Smashing Interviews Magazine: So you’re a Christian but not into religion?

B. J. Thomas: Yeah. I mean, I’m kind of a “Do unto others as you would have them do unto you,” and I’m not an adherent to any religion. I have a faith that’s built on “Do unto others.” That’s the way I go about it. Of course, I’m not a Muslim or a Buddhist, but it’s more Christian than anything. I could just never make the church religious kind of thing work, and I realized that the kingdom is within you and without you. I know Christians who will hate to hear that you’re spiritual, and you’re not religious, and they think that’s all bull, but I don’t think Christians are doing very well right now. Religion, as a whole, is failing across the board. You know what I’m saying.

Smashing Interviews Magazine: A commentary about the current political climate?

B. J. Thomas: Just terrible (laughs). Just the worst. Get out there and vote.

Smashing Interviews Magazine: B. J., do you have any other upcoming projects?

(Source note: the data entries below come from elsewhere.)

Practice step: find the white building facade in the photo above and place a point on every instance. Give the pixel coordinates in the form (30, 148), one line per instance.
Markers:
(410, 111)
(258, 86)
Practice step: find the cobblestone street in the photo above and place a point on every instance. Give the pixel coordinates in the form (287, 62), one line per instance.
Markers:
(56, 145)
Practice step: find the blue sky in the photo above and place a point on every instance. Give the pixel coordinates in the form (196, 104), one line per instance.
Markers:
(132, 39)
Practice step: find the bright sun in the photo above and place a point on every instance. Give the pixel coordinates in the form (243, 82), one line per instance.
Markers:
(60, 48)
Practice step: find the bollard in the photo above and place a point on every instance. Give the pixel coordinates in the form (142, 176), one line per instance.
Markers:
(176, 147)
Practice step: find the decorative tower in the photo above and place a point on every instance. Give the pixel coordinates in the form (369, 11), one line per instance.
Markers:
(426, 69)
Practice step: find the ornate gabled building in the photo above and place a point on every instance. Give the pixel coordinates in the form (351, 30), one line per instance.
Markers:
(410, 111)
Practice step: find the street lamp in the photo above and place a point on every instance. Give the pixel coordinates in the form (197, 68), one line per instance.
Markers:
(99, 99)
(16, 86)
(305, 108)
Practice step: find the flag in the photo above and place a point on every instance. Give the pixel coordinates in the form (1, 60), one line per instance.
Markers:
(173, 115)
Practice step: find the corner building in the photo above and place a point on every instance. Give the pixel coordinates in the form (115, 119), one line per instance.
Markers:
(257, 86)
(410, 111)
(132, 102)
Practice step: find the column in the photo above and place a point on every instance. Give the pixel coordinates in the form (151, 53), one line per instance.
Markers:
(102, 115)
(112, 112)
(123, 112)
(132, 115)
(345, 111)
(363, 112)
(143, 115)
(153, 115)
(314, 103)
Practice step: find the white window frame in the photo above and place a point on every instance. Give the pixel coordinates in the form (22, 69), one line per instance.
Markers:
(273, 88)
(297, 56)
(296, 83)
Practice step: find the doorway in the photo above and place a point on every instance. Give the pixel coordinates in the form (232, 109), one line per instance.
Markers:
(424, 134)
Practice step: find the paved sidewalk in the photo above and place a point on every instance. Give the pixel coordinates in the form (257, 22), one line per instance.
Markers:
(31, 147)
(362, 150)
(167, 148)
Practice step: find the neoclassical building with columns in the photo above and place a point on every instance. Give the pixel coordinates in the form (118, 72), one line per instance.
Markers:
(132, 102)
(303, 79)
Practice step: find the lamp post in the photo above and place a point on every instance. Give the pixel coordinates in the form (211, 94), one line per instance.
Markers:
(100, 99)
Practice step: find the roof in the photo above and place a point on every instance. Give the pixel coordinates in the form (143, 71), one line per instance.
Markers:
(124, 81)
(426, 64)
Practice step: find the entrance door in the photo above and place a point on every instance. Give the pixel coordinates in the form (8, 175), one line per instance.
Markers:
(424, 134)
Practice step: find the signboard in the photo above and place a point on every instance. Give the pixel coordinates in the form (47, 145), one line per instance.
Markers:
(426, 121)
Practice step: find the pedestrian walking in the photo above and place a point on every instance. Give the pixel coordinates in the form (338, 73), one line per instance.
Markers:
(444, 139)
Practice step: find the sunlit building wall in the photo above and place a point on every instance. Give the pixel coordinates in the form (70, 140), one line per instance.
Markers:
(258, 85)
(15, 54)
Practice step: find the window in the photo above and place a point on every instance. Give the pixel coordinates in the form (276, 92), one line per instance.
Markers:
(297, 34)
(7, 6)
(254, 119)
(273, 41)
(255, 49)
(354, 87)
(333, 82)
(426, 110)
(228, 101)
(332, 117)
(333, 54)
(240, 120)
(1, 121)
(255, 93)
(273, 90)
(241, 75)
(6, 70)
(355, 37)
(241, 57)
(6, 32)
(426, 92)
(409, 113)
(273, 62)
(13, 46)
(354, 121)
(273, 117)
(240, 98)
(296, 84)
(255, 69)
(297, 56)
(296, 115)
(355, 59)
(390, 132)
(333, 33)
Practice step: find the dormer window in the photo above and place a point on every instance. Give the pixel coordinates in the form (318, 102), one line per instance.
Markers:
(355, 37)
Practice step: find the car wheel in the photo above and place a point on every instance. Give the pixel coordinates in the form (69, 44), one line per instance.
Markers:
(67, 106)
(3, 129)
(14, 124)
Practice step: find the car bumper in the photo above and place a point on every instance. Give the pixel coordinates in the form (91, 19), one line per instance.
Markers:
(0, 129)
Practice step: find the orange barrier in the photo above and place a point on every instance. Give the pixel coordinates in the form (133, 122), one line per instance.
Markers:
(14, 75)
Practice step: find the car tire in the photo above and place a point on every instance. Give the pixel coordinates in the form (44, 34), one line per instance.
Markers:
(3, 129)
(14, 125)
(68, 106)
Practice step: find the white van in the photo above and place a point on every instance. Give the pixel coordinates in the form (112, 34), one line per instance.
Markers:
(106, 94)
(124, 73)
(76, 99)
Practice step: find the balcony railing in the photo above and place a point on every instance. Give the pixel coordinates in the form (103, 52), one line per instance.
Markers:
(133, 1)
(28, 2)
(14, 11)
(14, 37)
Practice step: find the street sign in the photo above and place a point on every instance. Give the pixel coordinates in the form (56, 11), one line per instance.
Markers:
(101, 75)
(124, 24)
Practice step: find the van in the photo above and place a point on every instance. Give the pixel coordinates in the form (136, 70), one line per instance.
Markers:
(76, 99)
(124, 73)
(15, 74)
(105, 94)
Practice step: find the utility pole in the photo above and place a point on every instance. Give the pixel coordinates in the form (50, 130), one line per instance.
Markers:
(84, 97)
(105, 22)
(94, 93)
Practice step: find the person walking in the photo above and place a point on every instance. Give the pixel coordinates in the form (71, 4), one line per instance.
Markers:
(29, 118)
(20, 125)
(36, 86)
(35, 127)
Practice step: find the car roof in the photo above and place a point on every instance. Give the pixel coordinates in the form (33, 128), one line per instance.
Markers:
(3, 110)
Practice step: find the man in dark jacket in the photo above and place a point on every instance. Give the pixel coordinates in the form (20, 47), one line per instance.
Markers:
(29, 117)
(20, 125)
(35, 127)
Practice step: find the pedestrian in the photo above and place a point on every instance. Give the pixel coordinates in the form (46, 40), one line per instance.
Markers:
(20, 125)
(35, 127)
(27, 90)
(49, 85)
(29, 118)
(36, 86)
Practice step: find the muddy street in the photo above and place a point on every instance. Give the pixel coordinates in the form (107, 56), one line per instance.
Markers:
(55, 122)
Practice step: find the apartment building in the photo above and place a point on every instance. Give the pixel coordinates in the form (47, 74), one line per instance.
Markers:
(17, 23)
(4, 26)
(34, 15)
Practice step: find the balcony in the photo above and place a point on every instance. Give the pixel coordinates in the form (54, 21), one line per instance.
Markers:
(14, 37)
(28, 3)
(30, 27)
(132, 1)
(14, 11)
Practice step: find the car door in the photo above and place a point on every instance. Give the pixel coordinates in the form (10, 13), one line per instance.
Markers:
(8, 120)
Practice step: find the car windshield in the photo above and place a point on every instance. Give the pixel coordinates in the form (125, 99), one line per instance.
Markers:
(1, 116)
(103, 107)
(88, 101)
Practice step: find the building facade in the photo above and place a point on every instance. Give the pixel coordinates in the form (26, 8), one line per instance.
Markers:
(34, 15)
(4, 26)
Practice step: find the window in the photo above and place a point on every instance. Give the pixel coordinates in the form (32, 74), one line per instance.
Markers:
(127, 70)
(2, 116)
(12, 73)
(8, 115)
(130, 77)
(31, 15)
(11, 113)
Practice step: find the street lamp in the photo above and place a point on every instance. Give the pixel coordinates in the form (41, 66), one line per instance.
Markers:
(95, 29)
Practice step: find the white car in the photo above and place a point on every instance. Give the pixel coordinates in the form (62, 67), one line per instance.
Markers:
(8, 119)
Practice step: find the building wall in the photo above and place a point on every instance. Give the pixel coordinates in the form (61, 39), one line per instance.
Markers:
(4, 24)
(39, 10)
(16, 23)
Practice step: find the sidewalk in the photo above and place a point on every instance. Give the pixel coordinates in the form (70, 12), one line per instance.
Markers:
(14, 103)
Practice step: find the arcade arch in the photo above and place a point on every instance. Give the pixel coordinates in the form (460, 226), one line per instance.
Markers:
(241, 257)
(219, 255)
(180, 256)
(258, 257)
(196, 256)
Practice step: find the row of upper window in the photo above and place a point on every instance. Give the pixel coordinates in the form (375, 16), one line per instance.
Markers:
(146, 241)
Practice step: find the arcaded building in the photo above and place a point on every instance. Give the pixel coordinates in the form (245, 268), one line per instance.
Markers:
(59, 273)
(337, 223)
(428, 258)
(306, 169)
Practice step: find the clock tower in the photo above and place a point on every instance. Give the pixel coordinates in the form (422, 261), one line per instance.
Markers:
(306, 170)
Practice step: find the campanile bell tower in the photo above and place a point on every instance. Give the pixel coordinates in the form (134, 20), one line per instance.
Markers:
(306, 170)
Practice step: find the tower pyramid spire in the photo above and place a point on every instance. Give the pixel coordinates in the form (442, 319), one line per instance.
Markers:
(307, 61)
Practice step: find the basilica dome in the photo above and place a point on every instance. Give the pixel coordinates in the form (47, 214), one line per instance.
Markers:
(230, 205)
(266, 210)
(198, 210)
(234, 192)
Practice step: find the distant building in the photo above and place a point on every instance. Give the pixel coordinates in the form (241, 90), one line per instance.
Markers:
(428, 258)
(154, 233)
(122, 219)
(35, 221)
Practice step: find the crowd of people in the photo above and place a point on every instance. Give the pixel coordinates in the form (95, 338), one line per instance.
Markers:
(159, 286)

B. J. Thomas: No, not really. We’re going to get into that recording, and that’s going to turn into a whole great thing. I don’t know how long it’ll take, but I can’t wait to get into it, write the songs and get all that done. I’m just waiting to get back on the road. I’m stressed out about my band, so I’m looking forward to seeing what the vaccine’s going to look like so we can get back out and get back to normal.